One article, as Christopher Booker has noted, “reported on a very measured, technical paper written for the Global Warming Policy Foundation by an eminent professor of statistics, an expert on computer models, questioning the reliability of the models officially used to predict future global temperatures, which have so consistently been proved wrong.”

Another concerned a dry-as-dust metanalysis, by one of the world’s leading marine scientists, expressing doubt about the phenomenon of ‘ocean acidification.’

Another mentioned Climategate which apparently – at least as far as Black’s letter to the Times was concerned – never happened because it had been disproved by “three separate inquiries.”

Only the most bone-headed, out-of-touch extremist could possibly imagine any of these articles to be out of keeping with the Times’s measured, authoritative and slightly dull reputation.

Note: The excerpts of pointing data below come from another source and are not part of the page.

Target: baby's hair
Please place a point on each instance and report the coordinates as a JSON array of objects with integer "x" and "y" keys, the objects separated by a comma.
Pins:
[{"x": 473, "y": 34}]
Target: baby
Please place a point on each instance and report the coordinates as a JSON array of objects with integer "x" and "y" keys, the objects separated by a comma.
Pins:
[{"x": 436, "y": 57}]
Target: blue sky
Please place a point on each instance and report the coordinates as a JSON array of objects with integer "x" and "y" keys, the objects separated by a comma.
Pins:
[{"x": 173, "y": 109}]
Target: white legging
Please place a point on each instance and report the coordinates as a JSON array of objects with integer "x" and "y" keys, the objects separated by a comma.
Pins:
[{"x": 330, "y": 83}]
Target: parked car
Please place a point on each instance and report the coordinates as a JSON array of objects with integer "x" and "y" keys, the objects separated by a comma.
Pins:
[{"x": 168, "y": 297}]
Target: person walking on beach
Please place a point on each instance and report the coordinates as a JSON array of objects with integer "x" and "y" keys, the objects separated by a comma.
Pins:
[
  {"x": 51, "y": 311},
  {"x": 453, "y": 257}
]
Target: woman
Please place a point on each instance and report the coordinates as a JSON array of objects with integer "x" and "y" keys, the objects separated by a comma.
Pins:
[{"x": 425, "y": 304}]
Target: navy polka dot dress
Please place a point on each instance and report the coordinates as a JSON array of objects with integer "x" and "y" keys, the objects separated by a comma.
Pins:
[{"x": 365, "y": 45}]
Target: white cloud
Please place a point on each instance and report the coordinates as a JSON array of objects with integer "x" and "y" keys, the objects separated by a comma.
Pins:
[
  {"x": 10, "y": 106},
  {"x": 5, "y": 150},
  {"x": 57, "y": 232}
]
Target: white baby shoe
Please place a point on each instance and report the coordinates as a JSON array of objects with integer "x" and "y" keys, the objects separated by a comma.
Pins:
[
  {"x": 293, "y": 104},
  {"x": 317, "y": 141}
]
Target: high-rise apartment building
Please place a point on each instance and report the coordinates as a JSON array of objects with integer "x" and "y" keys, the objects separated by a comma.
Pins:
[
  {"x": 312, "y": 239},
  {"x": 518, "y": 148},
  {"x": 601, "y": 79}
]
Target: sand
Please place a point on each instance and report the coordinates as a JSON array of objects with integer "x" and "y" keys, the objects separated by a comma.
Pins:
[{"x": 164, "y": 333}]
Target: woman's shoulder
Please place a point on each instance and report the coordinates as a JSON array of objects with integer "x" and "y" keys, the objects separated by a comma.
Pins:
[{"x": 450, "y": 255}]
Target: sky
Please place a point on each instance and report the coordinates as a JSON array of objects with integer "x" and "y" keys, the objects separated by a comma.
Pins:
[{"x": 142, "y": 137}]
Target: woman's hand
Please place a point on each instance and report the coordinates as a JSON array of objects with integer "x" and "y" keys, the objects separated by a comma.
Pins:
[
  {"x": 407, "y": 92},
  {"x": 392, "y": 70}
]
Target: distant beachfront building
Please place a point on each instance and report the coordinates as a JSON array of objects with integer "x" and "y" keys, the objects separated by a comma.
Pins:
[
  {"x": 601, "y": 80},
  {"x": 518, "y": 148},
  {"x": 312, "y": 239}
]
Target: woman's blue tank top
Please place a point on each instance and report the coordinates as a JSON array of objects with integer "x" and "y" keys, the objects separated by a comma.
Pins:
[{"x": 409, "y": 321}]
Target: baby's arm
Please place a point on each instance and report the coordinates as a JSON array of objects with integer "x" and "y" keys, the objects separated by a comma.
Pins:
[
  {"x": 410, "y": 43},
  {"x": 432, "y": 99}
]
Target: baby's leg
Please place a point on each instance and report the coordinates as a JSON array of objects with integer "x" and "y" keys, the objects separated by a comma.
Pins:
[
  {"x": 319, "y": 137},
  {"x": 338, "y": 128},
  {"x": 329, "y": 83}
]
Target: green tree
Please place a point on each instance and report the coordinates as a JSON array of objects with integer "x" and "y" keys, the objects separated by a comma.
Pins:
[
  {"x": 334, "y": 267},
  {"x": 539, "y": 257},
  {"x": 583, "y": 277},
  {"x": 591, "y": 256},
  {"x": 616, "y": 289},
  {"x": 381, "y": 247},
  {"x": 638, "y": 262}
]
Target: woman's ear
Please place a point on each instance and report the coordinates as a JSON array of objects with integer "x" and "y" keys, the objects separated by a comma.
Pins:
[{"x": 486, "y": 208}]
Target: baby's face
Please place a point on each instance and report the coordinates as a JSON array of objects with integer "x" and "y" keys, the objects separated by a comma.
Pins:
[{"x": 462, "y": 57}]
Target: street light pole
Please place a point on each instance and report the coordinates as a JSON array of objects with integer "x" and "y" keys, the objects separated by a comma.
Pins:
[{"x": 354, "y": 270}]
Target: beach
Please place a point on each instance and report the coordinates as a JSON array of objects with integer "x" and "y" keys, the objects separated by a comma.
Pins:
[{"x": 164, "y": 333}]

Indeed, the letter reflects so poorly on the cause of environmentalism that it’s amazing the Guardian thought it would be a good idea to make it public via its website. It reads like a classic case of what psychoanalysts call “projection”: that is the people who wrote and signed it are mire-deep in the faults they presume to see in others.

For example, the letter bleats about research performed by someone who is “not a climate scientist.”

Well nor are any of the people who signed the letter. One – Lord Puttnam – became famous for producing a movie about Olympic athletes in the 1920s; one – Lord Deben – is still better known under his old name John Selwyn-Gummer for the occasion when, to demonstrate that we weren’t all going to die of a terrible, meat-borne brain disease called BSE he publicly fed his young daughter a greasy burger; and the name of lead signatory – Lord Krebs – will forever live in infamy because he was the man who hideously botched Tony Blair’s terrible handling of the Foot and Mouth outbreak, which resulted in millions of healthy cattle being needlessly put to death.

Not only are these Lords (and Lady) eminently unqualified to comment with such intemperate confidence on the climate issue, but in several cases we have reason to take their views with the most massive pinch of salt because they have strong vested interests in climate change scare.

Lord Oxburgh, for example, is president of the Carbon Capture and Storage Association and has business interests in a number of renewable energy company. That’s why, when he was appointed in 2010 to head one of the three inquiries into Climategate, it was described as “like putting Dracula in charge of the blood bank.”